Relationship between changes in V1/V2 loop length, Env incorporation, and fusion to MDDCs and CD4 T cells. (A) Correlation between V1/V2 length and envelope incorporation. The ratio between the intensity of the Env and p24^Gag signal was measured for the entire set of WT and mutant genotypes. This quantification was performed twice using two sets of viral production. The change in envelope incorporation (Mut/WT) was calculated for each set, averaged, and plotted versus the changes in length (WT − Mut). (B) Link between envelope incorporation (Mut/WT) and fusion to resting or activated CD4 T cells and MDDCs (Mut/WT). (C) Effect of Env titration on fusion to MDDCs and CD4 T cells.
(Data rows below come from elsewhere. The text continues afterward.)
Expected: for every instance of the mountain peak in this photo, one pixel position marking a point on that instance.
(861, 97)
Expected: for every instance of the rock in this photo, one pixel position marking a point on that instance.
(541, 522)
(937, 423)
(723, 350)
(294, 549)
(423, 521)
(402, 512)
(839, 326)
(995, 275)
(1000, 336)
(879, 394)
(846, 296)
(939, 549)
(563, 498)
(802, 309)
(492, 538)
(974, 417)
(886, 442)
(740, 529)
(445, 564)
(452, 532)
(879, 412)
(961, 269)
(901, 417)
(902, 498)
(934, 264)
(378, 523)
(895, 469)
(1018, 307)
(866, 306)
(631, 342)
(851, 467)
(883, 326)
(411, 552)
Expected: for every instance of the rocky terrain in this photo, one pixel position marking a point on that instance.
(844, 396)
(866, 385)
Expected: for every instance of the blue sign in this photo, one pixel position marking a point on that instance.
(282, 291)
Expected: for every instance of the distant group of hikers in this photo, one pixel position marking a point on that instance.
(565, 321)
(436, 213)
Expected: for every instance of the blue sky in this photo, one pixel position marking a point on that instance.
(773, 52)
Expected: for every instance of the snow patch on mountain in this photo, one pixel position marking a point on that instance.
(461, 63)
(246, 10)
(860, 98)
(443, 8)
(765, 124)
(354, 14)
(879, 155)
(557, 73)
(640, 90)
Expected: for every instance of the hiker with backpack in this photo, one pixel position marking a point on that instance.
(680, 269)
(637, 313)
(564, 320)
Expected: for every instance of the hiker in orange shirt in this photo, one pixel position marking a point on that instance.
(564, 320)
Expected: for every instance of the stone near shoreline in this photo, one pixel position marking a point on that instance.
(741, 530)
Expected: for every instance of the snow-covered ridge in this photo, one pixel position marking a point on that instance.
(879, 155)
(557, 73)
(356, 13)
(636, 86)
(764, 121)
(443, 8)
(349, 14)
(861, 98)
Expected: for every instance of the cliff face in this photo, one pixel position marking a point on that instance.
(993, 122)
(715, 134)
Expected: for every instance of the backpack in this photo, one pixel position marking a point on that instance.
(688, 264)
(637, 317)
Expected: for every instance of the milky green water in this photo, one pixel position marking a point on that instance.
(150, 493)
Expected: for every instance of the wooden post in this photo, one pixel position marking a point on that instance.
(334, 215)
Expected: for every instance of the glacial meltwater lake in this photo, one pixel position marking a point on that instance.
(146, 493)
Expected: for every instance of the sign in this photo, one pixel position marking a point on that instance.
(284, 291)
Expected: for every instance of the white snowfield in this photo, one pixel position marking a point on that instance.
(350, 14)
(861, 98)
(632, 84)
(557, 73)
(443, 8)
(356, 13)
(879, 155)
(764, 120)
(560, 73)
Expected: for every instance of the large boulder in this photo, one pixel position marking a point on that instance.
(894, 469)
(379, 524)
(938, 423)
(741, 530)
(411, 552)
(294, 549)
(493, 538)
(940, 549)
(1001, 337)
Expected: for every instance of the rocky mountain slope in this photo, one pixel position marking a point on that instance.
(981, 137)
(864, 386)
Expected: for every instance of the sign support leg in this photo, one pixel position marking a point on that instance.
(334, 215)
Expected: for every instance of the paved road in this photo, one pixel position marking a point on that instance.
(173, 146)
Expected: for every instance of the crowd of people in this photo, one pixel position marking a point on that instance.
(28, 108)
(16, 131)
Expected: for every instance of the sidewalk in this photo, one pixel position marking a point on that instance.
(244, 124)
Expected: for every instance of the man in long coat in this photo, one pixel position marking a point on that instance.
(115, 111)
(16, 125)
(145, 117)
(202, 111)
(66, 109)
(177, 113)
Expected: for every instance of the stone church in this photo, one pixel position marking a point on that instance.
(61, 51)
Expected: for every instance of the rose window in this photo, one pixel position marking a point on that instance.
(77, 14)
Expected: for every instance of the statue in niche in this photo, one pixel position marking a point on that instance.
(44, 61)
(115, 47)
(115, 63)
Proviral DNA of the 109F4 WT envelope was cotransfected into 293T cells with NL4-3 ΔEnv at the indicated ratio and with BlaM-Vpr. After normalization by the use of the p24^Gag signal, MDDCs and CD4 T cells were infected with the equivalent of 500 ng of p24^Gag for 2 h. The level of fusion was reported relative to the level of fusion obtained with 100% WT 109F4. Envelope incorporation was measured by Western blotting with the b13 antibody, and p24^Gag was used to control for the amount of input virions.

FIG 9

Link between changes in the number of potential glycosylation sites in the V1/V2 domain, V1/V2 length, Env incorporation, and fusion to MDDCs and CD4 T cells. Correlations between changes in the number of potential glycosylation sites identified by NX(T/S) and changes in V1/V2 length (A), Env incorporation (B), and fusion to MDDCs or resting or activated CD4 T cells (C) were determined. (D) Summary of the correlation between the changes incurred by the mutations for the four variables. Note that the four parameters were significantly correlated (P < 0.05, Spearman's test) for all comparisons except the relationship between Env incorporation and MDDC fusion (the changes in Env incorporation levels did not correlate with fusion).